Regarding PSA values of this study (1.94 ng/dl), this concurs with the reported values by Gacci et al.6 that mentioned a mean value of 2.6 ng/dl. However, other authors report greater mean PSA values, for example, Bhindi et al. reported PSA of 5.02 ng/dl, Jung et al. 3.19 ng/dl, De Nunzio et al. 3.2 ng/dl, and Fowke et al. 4.5 ng/dl8,9,2,11. Differences between mean PSA values in this study and the previous mentioned lie in the exclusion of patients with PSA levels > 4 ng/dl due to the increased risk of prostate cancer.
The internal consistency of the IPSS was low for both storage and voiding symptoms with a Cronbach's alpha of 0.272 and 0.601, respectively. However, the internal consistency of the total value of IPSS (7 categories) was 0.748, which is considered acceptable. De Nunzio et al., in 2014, with a population of 431 patients, found an obesity prevalence of 26%, this is greater than the one in our study (18%) with similar findings regarding IPSS values and prostatic volume2.
The findings in IPSS in this study were as follows: 21% of patients with mild symptoms, 73% with moderate symptoms, and 6% severe. Gacci et al.6 had 14.3% of patients with mild IPSS, 55.7% moderate, and 30% severe. These results differ due to the percentage of patients included in the group with Grade III prostatic enlargement which presents more symptoms than Group II.
The patients with Class II obesity had a greater symptomatology of the lower urinary tract than patients with Class I obesity, 11.10 and 13.41, respectively. There is a significant statistical association, p = 0.05. This also coincides with global medical literature, where it is reported that the greater the BMI is, the greater lower urinary tract symptoms is13.
Vignozzi et al. in 2016 reported multiple prospective studies with the objective to determine a positive association between BMI and lower urinary tract symptoms.
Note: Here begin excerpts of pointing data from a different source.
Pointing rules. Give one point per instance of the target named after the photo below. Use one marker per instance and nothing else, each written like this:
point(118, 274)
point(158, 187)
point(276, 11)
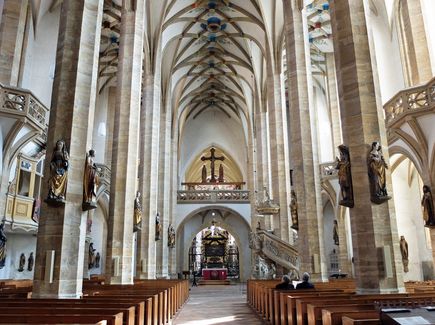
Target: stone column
point(63, 229)
point(374, 231)
point(125, 145)
point(280, 174)
point(306, 186)
point(414, 42)
point(148, 176)
point(12, 28)
point(334, 106)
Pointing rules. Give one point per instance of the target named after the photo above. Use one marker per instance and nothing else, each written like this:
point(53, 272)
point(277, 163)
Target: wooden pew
point(334, 315)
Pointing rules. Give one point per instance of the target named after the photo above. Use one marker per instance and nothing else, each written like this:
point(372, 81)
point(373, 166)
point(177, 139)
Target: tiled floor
point(210, 305)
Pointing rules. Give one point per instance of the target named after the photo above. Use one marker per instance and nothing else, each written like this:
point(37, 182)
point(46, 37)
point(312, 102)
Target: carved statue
point(97, 260)
point(171, 236)
point(204, 174)
point(294, 211)
point(22, 262)
point(404, 252)
point(377, 174)
point(30, 262)
point(91, 256)
point(345, 177)
point(3, 241)
point(137, 213)
point(428, 207)
point(335, 233)
point(221, 174)
point(158, 227)
point(57, 182)
point(90, 182)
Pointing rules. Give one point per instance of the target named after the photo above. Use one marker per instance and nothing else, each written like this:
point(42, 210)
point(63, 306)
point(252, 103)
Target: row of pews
point(333, 302)
point(150, 302)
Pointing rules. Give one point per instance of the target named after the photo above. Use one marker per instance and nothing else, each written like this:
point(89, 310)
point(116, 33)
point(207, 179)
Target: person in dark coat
point(305, 284)
point(285, 284)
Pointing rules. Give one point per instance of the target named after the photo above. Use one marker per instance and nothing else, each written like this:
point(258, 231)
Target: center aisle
point(209, 305)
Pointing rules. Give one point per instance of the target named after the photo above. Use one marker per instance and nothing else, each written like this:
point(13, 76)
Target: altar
point(215, 274)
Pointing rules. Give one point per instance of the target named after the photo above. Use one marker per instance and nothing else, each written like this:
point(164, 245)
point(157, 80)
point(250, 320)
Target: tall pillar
point(414, 39)
point(306, 186)
point(63, 229)
point(12, 28)
point(148, 176)
point(374, 231)
point(125, 145)
point(280, 174)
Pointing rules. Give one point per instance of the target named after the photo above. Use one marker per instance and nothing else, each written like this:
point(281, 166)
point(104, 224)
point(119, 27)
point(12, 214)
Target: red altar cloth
point(214, 274)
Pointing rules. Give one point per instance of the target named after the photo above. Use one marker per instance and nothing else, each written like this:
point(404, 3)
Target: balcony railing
point(213, 196)
point(22, 103)
point(413, 99)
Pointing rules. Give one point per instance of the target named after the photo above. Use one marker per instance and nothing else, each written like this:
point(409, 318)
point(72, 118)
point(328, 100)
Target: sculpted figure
point(221, 173)
point(3, 241)
point(137, 213)
point(404, 252)
point(97, 260)
point(91, 256)
point(345, 177)
point(171, 236)
point(377, 174)
point(22, 262)
point(335, 233)
point(428, 207)
point(59, 165)
point(294, 211)
point(90, 182)
point(158, 227)
point(30, 262)
point(204, 174)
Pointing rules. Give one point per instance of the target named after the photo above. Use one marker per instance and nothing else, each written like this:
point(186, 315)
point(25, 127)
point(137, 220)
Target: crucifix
point(212, 159)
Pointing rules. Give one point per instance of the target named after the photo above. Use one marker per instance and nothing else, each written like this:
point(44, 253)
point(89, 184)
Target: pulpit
point(215, 274)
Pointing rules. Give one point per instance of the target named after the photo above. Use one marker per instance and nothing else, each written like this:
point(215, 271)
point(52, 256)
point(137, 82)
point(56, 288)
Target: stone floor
point(210, 305)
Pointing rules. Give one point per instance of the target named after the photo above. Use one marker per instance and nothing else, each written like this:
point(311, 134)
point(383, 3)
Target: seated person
point(305, 284)
point(285, 284)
However, despite the positive result for this association (the greater the BMI, the greater lower urinary tract symptoms) in the prostate center prevention trial; in osteoporotic fractures in Men Study and Southern Community Cohort Study, there are two prospective studies that deny said association14.
Finally, there was no significant statistical association between BMI and prostatic measurement by ultrasound, p = 0.985.
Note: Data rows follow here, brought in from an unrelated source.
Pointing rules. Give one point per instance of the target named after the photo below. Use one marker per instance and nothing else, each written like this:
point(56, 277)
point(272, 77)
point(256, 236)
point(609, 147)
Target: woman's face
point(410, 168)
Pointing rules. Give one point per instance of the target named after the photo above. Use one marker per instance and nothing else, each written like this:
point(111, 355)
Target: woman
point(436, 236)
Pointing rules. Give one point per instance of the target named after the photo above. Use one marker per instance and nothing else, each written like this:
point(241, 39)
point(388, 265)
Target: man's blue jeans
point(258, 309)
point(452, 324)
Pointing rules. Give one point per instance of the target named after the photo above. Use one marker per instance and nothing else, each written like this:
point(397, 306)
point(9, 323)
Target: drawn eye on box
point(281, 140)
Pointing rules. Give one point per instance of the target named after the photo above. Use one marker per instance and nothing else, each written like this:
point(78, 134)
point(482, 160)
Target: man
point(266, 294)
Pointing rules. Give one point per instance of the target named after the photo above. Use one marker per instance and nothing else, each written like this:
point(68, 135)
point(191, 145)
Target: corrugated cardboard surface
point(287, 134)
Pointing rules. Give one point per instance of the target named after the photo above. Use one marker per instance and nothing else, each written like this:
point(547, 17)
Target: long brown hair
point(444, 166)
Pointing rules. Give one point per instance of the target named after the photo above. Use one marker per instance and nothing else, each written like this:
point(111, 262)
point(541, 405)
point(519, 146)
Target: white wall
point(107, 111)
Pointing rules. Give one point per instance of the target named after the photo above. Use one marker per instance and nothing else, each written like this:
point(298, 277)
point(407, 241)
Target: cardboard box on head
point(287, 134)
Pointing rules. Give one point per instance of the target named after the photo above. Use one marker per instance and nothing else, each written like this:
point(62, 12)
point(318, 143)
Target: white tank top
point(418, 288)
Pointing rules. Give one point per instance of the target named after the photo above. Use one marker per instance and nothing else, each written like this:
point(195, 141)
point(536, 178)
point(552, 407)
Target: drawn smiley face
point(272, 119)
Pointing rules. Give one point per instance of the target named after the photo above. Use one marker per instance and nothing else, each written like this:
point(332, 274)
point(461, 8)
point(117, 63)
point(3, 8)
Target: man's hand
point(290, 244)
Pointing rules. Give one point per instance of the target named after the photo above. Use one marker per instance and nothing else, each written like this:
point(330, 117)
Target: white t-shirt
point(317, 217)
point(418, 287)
Although some studies conclude that moderate to vigorous physical activity is associated to BPH and lower urinary tract symptoms, this study did not consider physical activity as a variable, therefore, it was not possible to establish an association to physical activity15.
A limitation of this study is the size of the sample. A larger N is needed to demonstrate the hypothesis.
We propose to carry out a greater follow-up of the patients to determine the changes found in these results.